A Look At 2015
By Christy Rasmussen-Ford
It’s officially time to release my extremely famous yearly predictions. By extremely famous, I mean that none of you even remember that I did them last year, do you? Regardless, after concentrating long and hard on my powerful Magic 8 ball, I can tell you with a solid 3-percent certainty that the following things may or may not happen in 2015;
Sometime very early in the year, it will be revealed that Mick Dodge is Edward Cullen in hiding. Mick (Edward) just wanted to be alone to do some soul searching after discovering that he was NOT the father of Bella’s baby. Jeff Burnside from KOMO News will break the story and it will be titled “Sanctuary of Sorrows on the Hoh.” No facts will be used, but dramatic music will be abundant.
In February, the radio station will move its headquarters to Neah Bay. The sports broadcasting schedule will not be affected by this move at all.
In April, after much political success in Forks, Bryon Monohon will announce his intentions to run for president. Sadly, his hopes will be dashed when a rumor surfaces that he IS the father of Bella’s baby. Monohon’s good name eventually will be cleared on “The Maury Show.” Unfortunately for him, it will be too little, too late. Kim Kardashian will win the election by a backside, I mean by a landslide.
Around June or so, Ron’s Shell Station temporarily will run out of mini-tacos. This will result in the entire community rioting and protesting all over town. OK, I will probably be the only one making a scene.
Late in summer, the city council will vote on an official Forks theme. This way, future buildings can be designed without anyone saying, “That building doesn’t fit our theme!” Weirdly enough, the council will choose Disney’s movie, “Frozen” as the theme. Everyone (other than 6 year old girls) will hate this idea, but the council will remain steadfast in its decision. Let it go …
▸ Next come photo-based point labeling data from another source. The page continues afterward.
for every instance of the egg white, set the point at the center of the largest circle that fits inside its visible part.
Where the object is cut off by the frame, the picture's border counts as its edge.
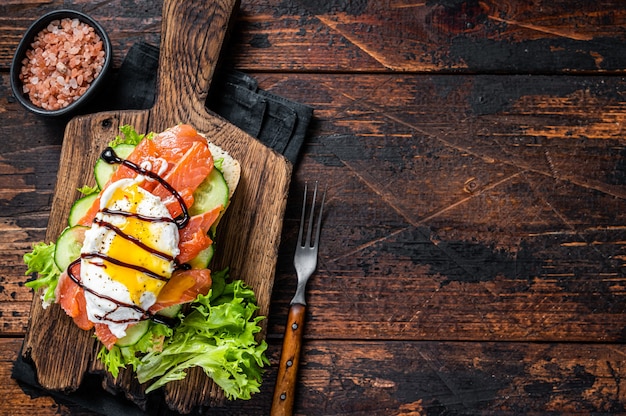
(162, 236)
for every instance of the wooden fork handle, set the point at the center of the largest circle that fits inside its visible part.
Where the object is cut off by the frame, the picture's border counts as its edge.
(282, 403)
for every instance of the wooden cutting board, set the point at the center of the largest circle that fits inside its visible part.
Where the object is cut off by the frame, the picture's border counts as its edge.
(193, 32)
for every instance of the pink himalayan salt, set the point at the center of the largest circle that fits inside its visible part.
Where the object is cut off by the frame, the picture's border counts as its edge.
(64, 59)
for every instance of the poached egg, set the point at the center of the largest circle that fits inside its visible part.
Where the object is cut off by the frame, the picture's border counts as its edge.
(128, 255)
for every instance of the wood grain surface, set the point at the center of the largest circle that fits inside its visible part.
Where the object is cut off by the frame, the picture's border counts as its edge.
(193, 36)
(473, 250)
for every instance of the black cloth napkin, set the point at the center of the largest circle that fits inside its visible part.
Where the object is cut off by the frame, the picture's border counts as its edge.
(278, 123)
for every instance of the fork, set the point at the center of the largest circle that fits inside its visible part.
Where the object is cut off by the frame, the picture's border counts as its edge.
(305, 262)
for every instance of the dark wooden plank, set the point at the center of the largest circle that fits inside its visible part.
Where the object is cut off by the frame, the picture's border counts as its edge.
(383, 36)
(409, 378)
(452, 219)
(514, 205)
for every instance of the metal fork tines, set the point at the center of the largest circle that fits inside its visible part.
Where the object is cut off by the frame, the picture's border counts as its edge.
(305, 258)
(305, 261)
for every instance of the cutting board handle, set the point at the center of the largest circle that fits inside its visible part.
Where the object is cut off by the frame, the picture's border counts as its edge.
(192, 34)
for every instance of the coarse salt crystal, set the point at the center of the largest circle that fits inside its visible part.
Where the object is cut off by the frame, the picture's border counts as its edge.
(65, 44)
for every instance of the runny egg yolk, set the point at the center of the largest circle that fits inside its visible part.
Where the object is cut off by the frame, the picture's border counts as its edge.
(130, 252)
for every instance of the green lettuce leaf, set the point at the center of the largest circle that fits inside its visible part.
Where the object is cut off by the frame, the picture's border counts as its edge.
(218, 335)
(40, 261)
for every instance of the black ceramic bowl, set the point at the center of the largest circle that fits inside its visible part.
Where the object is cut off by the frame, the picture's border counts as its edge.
(25, 45)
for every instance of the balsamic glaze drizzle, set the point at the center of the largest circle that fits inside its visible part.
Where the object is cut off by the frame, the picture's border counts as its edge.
(132, 239)
(109, 156)
(170, 322)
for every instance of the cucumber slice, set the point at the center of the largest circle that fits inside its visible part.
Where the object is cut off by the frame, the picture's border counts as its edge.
(103, 170)
(133, 334)
(68, 246)
(211, 193)
(202, 260)
(80, 208)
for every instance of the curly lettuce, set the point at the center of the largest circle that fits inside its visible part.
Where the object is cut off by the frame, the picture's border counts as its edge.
(40, 263)
(217, 335)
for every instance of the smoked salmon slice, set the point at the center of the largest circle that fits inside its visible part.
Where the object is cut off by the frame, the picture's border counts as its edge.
(71, 297)
(195, 236)
(192, 168)
(183, 159)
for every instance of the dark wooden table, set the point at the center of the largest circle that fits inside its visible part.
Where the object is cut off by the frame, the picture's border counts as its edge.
(474, 252)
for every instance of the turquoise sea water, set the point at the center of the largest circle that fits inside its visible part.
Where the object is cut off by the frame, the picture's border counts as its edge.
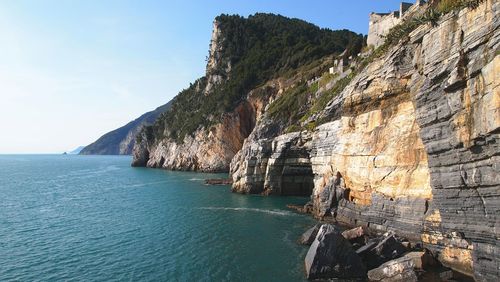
(94, 218)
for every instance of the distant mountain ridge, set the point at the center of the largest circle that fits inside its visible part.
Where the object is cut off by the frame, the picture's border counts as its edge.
(76, 151)
(121, 140)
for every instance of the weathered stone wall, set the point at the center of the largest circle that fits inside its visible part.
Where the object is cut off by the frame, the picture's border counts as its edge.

The kids will return to school in September to learn that there is a pre-elementary school, a mid-elementary school, an almost-middle school, a middle-middle school, a right-before-senior-high school and a senior high school. The good news is that the drop-off lines will be much shorter at each school. The bad news is that a lot of parents will still use these drop-off lines incorrectly.
In the last few weeks of 2015, after realizing that only 3.5 people in the whole area support the idea, the Navy will publicly declare that they are going to cancel their electronic warfare plans. In a statement (posted only at the post office), the Navy will proclaim that they are going with the will of the people that live here. Ha ha, just kidding about that one.
All in all, it will be a very good year for all of us. Happy New Year!